Décidément, il n’y a pas que chez Adecco que les cadres font plutôt figure de mal-aimés. Selon des révélations du quotidien Le Parisien, l’exécutif préparerait un énième mauvais coup à l’encontre des cadres en matière d’assurance-chômage. Employons pour l’instant le conditionnel mais l’affaire semble bien avancée sinon conclue puisque les nouvelles mesures arrêtées s’appliqueront dès le 1er juillet et sans la moindre velléité de dialogue avec les partenaires sociaux qui devront se contenter d’une réunion d’information descendante en mai, suivie d’un décret. Apparemment, on ne change guère plus une équipe qui perd que ses méthodes.
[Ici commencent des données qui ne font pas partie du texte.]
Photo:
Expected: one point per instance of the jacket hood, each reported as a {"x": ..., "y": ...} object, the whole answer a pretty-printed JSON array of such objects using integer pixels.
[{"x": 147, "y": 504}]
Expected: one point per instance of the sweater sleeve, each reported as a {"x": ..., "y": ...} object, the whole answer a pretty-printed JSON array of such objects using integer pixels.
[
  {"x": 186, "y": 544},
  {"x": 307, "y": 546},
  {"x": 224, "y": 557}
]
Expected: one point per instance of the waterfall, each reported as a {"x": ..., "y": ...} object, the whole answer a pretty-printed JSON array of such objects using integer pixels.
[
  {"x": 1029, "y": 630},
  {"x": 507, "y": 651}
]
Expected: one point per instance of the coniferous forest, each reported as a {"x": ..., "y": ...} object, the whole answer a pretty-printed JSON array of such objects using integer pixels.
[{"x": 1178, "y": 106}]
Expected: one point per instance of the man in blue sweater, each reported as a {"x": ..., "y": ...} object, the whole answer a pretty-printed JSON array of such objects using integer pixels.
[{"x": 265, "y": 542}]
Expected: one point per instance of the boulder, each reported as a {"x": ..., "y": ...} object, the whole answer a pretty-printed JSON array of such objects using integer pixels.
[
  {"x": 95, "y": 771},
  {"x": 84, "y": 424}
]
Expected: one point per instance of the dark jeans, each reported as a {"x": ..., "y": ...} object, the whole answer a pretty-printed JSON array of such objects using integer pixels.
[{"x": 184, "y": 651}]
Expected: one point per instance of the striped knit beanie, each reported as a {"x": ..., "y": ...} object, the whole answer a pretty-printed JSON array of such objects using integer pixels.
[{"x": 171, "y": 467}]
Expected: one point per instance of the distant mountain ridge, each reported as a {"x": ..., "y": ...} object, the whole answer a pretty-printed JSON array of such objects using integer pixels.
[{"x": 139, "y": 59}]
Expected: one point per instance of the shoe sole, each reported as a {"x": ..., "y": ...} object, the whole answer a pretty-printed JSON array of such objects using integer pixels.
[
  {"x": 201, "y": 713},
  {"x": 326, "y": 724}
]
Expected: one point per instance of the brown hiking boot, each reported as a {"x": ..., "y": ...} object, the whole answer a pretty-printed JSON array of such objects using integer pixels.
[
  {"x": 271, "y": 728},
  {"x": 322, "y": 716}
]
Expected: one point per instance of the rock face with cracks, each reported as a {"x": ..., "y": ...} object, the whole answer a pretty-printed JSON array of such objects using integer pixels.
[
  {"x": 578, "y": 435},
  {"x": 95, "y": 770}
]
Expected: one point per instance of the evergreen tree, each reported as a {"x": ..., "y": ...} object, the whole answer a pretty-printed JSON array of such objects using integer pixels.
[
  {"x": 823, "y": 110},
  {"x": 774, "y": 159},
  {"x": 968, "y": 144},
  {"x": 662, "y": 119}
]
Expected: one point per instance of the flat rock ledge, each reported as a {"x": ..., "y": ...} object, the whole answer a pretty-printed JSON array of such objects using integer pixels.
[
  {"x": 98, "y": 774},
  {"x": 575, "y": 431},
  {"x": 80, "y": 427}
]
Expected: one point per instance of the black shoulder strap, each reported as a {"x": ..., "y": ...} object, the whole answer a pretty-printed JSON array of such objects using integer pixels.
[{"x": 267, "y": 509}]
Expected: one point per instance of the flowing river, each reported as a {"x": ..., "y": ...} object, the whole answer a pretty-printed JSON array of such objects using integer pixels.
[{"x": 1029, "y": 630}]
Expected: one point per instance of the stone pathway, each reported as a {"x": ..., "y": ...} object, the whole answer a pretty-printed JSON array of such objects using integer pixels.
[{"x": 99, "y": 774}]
L’idée “géniale” de l’attelage Premier ministre-ministre du Travail, en l’occurrence de Gabriel Attal et Catherine Vautrin, consisterait à dépouiller encore un peu plus les cadres de leurs droits à l’assurance-chômage en allongeant le différé d’indemnisation spécifique. En Français courant, cela signifie qu’il sera sans doute imposé aux salariés cadres licenciés ou signataires d’une rupture conventionnelle, un recul de la date d’indemnisation plus important encore que celui actuellement pratiqué.

Aujourd’hui, le différé d’indemnisation représente un délai de plusieurs semaines à plusieurs mois, jusqu’à six au maximum, durant lequel le cadre est prié de vivre de son indemnité négociée ou non. Lui, proportionnellement le plus important contributeur à l’assurance-chômage, doit en effet patienter, parfois jusqu’à six mois, avant de percevoir le moindre centime de l’assurance-chômage. Le délai est calculé selon la somme reçue en guise de transaction ou quand l’indemnité de rupture dépasse le minimum légal ou conventionnel et donc, mieux vous négociez et moins d’assurance-chômage vous percevez, après y avoir cependant copieusement cotisé. Cette arnaque légale semble bien enracinée dans les mœurs depuis belle lurette et ne même plus faire débat, ni l’objet de la moindre réserve.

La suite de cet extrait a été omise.